= Gejia people =

Ethnic group of Guizhou province, China

The Gejia (Chinese: 𱎼家人 or 革家人; Hanyu pinyin: Géjiārén; also Gedou) is an ethnic group of Guizhou province, southwestern China. They are officially classified by the government as a part of the Miao. They hold a special status in Guizhou, though they are not recognized as a distinct group separate from the Miao. The Gejia live mainly in Qiandongnan Prefecture, in the counties of Huangping, Kaili, and Guanling. They are concentrated in the towns of Chong'an, Chong Xing, Huangpiao in Huangping and Longchang, Wanshui of Kaili. Matang is exclusively inhabited by these people. There are over 400 inhabitants in this village. The total Gejia population is approximately 50,000.

==History==

The Gejia, according to legend, are the direct descendants of Houyi, a legendary hero who was said to have shot the nine scorching suns in order to salvage his people. They are noted for their war-like nature and their costumes are indications of such warfare passion. In 1953, the Chinese government initiated classification of the ethnic minorities. Anthropologists were assigned to distinguish China's ethnic groups based on social history, economic life, language and religion. Out of the 400 groups investigated, China officially approved 38 as distinct ethnicities in 1954. Although the official report of the original investigation recommended that they be identified as a separate minority group, the Gejia were excluded from final approval. They are officially recognised as a sub-group of the Miao people. (The number of recognised ethnic minorities in China has risen to 56 since 1954.)

==Culture==

The major occupation among the Gejia people is farming. They practice slash-and-burn methods of cultivation, with rice, corn, and millet being their major crops. The women are typically focused on embroideries and batik. Their handicraft style dates back to the Qin dynasty (221–207 BCE), the first dynasty of a unified China and the group sells the items to visitors. The people are most noted for their batik products. Girls are taught the technique at a young age.
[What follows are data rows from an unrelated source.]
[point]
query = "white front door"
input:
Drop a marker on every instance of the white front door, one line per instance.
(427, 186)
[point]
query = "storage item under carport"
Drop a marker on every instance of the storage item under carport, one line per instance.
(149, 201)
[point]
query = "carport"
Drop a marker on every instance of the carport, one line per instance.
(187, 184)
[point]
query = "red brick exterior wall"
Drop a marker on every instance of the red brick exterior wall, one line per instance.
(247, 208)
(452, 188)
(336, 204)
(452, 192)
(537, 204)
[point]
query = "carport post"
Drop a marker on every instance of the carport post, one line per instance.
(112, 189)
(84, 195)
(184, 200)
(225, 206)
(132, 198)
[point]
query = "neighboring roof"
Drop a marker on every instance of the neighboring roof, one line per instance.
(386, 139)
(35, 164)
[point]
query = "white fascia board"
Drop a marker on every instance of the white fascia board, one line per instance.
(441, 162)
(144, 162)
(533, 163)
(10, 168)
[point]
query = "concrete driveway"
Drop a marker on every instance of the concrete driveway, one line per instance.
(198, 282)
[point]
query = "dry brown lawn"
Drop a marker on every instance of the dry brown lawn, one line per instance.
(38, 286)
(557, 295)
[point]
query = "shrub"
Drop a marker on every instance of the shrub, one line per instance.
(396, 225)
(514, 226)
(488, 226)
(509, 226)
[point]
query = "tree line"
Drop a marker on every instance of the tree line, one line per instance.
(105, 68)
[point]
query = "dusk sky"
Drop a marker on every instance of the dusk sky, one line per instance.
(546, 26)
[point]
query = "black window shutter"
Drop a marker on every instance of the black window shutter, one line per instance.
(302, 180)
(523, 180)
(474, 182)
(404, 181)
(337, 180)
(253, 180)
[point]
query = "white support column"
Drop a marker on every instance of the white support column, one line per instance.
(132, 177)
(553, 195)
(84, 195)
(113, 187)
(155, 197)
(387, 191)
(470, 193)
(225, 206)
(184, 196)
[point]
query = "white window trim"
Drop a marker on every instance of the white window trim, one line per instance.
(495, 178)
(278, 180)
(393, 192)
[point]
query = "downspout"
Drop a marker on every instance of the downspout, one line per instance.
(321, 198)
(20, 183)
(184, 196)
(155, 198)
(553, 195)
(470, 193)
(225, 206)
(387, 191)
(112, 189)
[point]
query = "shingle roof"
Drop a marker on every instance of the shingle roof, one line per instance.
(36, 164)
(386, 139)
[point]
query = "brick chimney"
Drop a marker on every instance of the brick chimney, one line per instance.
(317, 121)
The dress code of the women has a cultural symbol, particularly signifying the warfare of their ancestors. The head dress is a representation of the Sun and the arrow, while the shoulders and back are covered with thick wools like shawls that represent shields. They cover their legs with leggings as leg guards and the clothes are made in white and red patterns, and decorated with silver ornaments. They practice animism, and make offerings to appease invisible spirits to prevent diseases, calamities and death, and to make a good harvest.
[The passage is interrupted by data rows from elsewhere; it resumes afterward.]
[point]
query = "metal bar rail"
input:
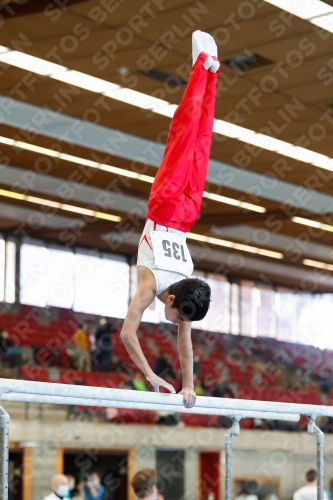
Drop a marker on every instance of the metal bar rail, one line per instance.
(42, 392)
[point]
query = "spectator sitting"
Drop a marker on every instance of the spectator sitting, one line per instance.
(71, 485)
(104, 344)
(81, 343)
(144, 484)
(12, 351)
(139, 383)
(93, 490)
(219, 388)
(162, 368)
(309, 492)
(60, 488)
(5, 343)
(199, 386)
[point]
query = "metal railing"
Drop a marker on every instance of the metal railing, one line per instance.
(235, 409)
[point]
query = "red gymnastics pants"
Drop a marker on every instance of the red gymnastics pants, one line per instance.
(176, 194)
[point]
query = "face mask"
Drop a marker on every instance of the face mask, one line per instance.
(62, 490)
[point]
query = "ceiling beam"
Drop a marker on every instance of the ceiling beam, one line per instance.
(60, 126)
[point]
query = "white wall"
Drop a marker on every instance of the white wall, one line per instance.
(257, 453)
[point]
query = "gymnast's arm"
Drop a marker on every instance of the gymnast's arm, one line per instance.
(185, 350)
(142, 299)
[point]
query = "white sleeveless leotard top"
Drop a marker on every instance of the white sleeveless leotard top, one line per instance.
(146, 258)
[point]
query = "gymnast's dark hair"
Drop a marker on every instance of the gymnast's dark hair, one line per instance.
(192, 298)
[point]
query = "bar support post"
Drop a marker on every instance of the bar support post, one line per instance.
(4, 451)
(233, 431)
(313, 429)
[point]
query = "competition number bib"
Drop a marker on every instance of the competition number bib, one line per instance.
(171, 252)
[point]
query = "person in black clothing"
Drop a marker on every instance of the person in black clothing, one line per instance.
(104, 344)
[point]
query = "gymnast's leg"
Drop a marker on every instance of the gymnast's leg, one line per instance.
(168, 204)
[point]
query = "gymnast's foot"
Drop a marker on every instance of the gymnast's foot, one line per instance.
(203, 42)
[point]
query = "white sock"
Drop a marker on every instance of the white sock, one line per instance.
(196, 45)
(211, 64)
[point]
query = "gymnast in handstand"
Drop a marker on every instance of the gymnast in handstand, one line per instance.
(164, 265)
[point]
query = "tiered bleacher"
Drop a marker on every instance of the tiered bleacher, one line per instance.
(259, 369)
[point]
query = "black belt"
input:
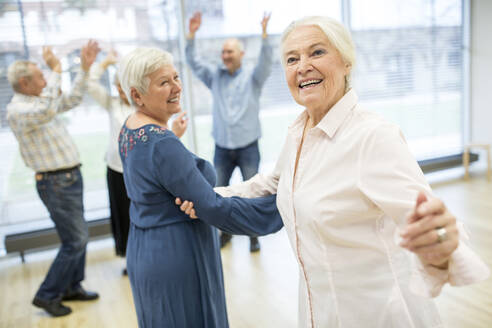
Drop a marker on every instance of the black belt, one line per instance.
(61, 171)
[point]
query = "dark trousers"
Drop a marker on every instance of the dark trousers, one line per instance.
(226, 160)
(61, 192)
(119, 205)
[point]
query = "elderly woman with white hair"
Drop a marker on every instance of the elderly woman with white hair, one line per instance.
(174, 263)
(354, 200)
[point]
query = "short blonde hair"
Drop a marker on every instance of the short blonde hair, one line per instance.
(336, 33)
(18, 70)
(135, 67)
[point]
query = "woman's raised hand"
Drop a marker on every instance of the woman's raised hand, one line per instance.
(431, 232)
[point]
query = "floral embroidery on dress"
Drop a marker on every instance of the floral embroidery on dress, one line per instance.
(128, 138)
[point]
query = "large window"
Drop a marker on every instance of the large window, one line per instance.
(409, 68)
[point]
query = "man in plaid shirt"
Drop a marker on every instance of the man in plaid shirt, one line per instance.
(47, 148)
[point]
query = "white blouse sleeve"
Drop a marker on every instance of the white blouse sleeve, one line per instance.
(391, 178)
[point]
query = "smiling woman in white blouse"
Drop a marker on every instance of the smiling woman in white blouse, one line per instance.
(372, 243)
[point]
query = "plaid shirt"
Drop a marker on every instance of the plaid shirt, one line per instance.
(44, 142)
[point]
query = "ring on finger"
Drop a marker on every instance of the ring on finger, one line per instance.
(442, 234)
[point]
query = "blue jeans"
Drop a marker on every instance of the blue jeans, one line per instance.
(226, 160)
(61, 193)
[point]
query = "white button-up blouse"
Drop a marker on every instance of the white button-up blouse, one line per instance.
(355, 183)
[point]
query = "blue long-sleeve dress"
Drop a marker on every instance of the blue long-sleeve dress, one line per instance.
(173, 262)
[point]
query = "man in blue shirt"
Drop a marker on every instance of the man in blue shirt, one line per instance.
(236, 103)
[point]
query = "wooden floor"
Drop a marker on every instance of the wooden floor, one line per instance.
(261, 288)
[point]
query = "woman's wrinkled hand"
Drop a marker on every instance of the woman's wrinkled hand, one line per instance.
(180, 124)
(186, 207)
(431, 232)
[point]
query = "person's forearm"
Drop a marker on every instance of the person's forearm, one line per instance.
(76, 95)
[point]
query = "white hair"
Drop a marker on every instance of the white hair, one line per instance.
(336, 33)
(18, 70)
(135, 67)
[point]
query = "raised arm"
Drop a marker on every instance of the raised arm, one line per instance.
(391, 178)
(263, 67)
(88, 55)
(180, 176)
(96, 90)
(202, 70)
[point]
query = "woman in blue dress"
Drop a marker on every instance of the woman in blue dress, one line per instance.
(174, 263)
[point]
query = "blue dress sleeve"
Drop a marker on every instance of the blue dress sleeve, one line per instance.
(179, 175)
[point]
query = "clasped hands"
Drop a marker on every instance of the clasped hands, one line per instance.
(431, 232)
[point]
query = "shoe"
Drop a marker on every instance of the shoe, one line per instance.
(53, 307)
(80, 295)
(254, 244)
(225, 238)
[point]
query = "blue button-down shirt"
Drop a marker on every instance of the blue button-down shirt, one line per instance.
(236, 97)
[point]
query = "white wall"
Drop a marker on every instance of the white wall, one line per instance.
(481, 71)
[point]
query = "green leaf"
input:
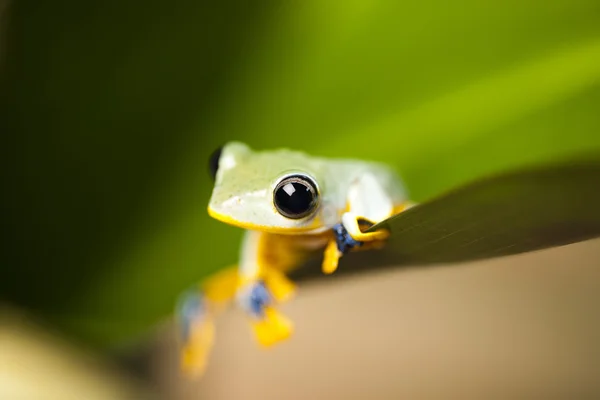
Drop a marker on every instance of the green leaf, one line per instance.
(507, 214)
A major festival among the Gejia is Caiqing. It involves a dance called Caiqing Wu (Wu for "dance"), which is a dance of romance. It is held in the first lunar month. Gejia women wear colorful festival dresses, including batik scarves, silver necklaces, pleated skirts, aprons and leggings. There is also a lusheng festival (similar to that of Miao) held in November where the boys play a series of bamboo pipes called lusheng. They perform bird fight and antiphonal singing.

==Ethnic identity==

In spite of their unique customs, religious practices, and dialect variation, scholars generally classify the Gejia as a sub-group of the Miao. However, the Gejia object to this assertion and claim that they are a unique minority group. Based on their similarities in lifestyle, language, and costumes, the government of China officially categorizes them as Miao. Fundamentally, their dialect is one of the Miao languages, however, there are subtle differences. For example, Miao people cannot understand every word of Gejia speech. Their insistent demand of reclassification as separate ethnicity has been to no avail. This is apparently because they are largely outnumbered by the main Miao people. They are also sometimes misidentified as Ge people, who live in the southeastern region of Guizhou.

===Anthropological study===

A study in 2014 by researchers at the Huazhong Normal University indicated that the linguistic root of the Gejia is the same as that of the Miao. They analyzed five tongue movement types, including rolling, folding, twisting, pointed tongue, and clover-leaf tongue. They concluded that there are no significant differences in these linguistic properties between the Miao and Gejia.